# Topic modeling in Jupyter

## Topic modeling with kiara

Now let's move onto another form of digital analysis possible using kiara: **topic modeling.**

## Why topic modeling?

This analytical tool works best with large collections of unstructured text (i.e., without any machine-readable annotations) and when the main purpose is to obtain a general overview of the topics discussed in a corpus. A topic is understood as a set of terms that occur together in a statistically significant way to form a cluster of words and, as long as it is unstructured, the corpus can be just about anything (e.g., emails, newspaper headlines, a standard .txt document). For this, TM is an excellent distant reading technique that may be used as a data exploration method, for instance to categorise documents within a collection without having to read them all. Its potential, however, is most fully reached when working in tandem with expert knowledge.

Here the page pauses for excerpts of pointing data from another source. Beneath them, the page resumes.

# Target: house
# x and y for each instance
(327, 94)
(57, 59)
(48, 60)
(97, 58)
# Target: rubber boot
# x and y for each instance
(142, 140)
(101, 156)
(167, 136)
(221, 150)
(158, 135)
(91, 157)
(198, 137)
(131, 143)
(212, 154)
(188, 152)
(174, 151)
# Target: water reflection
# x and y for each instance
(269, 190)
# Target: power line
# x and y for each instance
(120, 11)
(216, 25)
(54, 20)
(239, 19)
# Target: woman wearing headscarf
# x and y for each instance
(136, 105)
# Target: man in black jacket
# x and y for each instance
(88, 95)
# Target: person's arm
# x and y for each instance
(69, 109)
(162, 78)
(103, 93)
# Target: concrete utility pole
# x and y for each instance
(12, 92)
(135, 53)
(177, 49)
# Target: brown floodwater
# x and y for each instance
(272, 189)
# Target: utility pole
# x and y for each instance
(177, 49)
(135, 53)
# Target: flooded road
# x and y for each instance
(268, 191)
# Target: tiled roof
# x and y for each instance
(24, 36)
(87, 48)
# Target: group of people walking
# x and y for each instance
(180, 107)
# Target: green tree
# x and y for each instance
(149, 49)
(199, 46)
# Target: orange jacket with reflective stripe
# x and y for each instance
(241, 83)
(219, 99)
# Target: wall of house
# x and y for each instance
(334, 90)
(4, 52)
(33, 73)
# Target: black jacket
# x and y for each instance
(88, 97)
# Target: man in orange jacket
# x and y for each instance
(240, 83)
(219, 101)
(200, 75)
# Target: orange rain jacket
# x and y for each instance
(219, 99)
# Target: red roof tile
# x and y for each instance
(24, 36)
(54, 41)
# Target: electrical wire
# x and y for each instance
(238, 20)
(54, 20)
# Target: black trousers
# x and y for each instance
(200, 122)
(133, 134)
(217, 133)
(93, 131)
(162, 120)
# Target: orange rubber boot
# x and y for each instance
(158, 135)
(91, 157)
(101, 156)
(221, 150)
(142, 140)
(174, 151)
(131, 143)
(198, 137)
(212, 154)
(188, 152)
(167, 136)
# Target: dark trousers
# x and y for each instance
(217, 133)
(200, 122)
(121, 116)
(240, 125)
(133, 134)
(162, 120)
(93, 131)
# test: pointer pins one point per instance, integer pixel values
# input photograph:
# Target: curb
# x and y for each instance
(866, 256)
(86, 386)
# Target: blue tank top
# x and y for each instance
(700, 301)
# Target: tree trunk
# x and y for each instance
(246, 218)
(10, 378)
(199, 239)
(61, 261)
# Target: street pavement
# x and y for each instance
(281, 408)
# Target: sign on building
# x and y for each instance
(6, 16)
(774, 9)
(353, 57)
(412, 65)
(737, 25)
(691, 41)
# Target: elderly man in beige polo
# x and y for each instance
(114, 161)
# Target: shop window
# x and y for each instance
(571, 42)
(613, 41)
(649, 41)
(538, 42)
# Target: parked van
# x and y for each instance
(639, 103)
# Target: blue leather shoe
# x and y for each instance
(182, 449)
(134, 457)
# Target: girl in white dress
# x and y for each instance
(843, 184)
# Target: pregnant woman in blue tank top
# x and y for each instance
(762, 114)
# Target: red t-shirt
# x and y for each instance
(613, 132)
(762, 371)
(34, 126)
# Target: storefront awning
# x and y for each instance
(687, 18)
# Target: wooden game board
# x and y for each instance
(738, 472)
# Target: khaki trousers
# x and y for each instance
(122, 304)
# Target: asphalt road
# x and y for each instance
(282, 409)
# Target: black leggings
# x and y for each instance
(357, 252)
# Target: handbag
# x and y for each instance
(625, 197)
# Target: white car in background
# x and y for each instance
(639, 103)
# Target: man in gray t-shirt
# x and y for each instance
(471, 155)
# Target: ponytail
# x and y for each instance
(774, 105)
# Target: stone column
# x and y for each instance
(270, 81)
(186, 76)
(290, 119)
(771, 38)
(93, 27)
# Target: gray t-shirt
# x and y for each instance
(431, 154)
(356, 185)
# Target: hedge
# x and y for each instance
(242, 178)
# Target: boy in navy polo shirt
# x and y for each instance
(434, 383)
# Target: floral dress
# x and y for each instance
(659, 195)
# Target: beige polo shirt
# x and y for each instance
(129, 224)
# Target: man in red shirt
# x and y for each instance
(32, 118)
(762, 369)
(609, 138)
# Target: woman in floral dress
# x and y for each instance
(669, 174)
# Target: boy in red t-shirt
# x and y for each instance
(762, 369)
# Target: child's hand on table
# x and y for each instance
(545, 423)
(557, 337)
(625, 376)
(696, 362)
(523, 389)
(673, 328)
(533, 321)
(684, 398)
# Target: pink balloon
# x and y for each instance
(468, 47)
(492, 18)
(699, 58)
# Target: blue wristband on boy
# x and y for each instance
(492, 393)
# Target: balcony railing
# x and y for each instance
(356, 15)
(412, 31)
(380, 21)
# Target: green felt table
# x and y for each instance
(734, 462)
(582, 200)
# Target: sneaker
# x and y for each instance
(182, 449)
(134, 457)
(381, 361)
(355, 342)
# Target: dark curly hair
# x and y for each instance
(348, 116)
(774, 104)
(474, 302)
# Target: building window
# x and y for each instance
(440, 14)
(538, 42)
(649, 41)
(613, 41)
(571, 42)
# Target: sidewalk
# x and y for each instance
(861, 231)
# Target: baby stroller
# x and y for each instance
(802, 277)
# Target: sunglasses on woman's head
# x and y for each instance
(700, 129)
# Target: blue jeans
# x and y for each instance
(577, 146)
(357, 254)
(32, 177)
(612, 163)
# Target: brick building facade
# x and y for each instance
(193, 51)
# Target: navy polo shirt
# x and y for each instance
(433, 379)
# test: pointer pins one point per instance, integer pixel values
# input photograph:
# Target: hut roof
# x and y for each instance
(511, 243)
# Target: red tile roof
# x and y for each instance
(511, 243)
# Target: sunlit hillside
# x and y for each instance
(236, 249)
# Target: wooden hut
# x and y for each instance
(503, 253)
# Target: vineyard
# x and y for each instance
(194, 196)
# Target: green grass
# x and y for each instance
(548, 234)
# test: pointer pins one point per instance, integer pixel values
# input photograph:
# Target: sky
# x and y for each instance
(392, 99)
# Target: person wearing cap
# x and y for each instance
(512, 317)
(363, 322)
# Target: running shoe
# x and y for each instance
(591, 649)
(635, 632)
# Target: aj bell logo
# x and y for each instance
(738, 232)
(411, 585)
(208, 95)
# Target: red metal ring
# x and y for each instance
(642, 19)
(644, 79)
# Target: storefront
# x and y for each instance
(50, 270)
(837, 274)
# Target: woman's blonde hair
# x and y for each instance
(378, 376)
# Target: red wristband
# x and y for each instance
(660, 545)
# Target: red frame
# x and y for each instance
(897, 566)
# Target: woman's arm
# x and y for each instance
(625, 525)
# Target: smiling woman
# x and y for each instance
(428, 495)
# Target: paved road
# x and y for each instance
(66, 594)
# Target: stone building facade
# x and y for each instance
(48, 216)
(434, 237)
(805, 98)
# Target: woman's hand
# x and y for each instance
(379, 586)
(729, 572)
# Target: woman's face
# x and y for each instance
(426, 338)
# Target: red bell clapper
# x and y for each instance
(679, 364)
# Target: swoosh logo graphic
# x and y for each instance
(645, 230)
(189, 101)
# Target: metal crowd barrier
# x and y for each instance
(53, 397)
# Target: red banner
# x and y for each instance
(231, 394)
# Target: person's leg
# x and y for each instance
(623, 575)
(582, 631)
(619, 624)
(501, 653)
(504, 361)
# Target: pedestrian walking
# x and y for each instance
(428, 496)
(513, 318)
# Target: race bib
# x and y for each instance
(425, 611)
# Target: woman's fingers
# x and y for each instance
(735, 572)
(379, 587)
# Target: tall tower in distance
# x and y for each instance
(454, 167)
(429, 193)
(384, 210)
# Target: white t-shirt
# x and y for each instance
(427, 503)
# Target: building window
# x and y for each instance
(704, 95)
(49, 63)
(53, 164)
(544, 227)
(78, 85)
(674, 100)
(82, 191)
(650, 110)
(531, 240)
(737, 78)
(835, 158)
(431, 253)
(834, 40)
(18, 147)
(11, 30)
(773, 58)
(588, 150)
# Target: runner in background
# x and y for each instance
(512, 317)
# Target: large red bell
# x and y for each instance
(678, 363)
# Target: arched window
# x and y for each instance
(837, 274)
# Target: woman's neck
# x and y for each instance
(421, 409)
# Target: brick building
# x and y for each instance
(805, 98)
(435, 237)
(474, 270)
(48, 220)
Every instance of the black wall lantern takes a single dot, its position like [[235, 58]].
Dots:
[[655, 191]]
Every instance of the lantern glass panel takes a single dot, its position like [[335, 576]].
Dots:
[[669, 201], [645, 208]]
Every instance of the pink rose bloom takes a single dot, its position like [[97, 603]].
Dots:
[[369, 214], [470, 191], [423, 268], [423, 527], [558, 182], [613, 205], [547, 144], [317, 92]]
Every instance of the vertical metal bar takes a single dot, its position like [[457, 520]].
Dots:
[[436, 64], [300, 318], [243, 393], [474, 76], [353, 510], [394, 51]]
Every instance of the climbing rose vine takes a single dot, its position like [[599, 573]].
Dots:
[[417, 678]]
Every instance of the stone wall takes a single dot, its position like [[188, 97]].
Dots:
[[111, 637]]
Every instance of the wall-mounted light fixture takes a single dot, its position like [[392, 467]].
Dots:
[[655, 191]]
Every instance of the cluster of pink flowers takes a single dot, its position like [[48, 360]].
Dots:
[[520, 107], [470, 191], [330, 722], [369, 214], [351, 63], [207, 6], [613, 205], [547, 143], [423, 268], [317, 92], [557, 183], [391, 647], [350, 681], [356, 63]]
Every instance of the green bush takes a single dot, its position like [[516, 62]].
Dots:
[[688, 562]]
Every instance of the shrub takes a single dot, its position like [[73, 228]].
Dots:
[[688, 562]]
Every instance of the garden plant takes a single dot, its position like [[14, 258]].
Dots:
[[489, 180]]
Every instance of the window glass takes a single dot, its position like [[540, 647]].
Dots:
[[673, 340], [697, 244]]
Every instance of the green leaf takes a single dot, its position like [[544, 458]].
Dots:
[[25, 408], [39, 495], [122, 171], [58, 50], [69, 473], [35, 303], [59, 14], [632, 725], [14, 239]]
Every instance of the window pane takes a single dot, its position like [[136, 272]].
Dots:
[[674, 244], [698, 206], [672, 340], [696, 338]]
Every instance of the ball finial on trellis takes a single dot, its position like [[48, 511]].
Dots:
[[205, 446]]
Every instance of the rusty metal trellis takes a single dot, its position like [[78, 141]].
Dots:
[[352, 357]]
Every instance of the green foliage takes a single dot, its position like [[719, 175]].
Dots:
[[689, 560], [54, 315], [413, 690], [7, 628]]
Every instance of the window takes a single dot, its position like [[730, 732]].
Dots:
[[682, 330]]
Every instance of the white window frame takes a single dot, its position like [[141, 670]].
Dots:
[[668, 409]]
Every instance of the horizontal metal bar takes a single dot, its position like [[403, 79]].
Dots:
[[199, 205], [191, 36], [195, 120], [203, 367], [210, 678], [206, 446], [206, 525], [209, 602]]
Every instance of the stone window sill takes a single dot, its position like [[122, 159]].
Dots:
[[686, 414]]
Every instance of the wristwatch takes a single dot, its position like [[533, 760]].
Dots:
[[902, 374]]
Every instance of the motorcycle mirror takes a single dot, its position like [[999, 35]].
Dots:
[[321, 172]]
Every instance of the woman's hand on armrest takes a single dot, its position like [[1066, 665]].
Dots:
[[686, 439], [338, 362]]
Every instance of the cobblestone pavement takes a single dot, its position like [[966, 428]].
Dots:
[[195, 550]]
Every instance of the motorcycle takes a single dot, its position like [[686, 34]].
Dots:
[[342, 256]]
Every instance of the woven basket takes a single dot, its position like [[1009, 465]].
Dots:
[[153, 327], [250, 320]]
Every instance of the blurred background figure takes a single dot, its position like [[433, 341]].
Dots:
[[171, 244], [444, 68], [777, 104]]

There are many variations of the TM algorithm and numerous programs and techniques to implement them. The rationale behind all of them, however, is the same: using statistical modelling to discover topics in a textual collection. Among these very many techniques, Latent Dirichlet Allocation (LDA - [Blei, Ng and Jordan 2003](http://www.jmlr.org/papers/volume3/blei03a/blei03a.pdf)) is perhaps the most widely used. Kiara uses Gensim, which is one way of using LDA with Python.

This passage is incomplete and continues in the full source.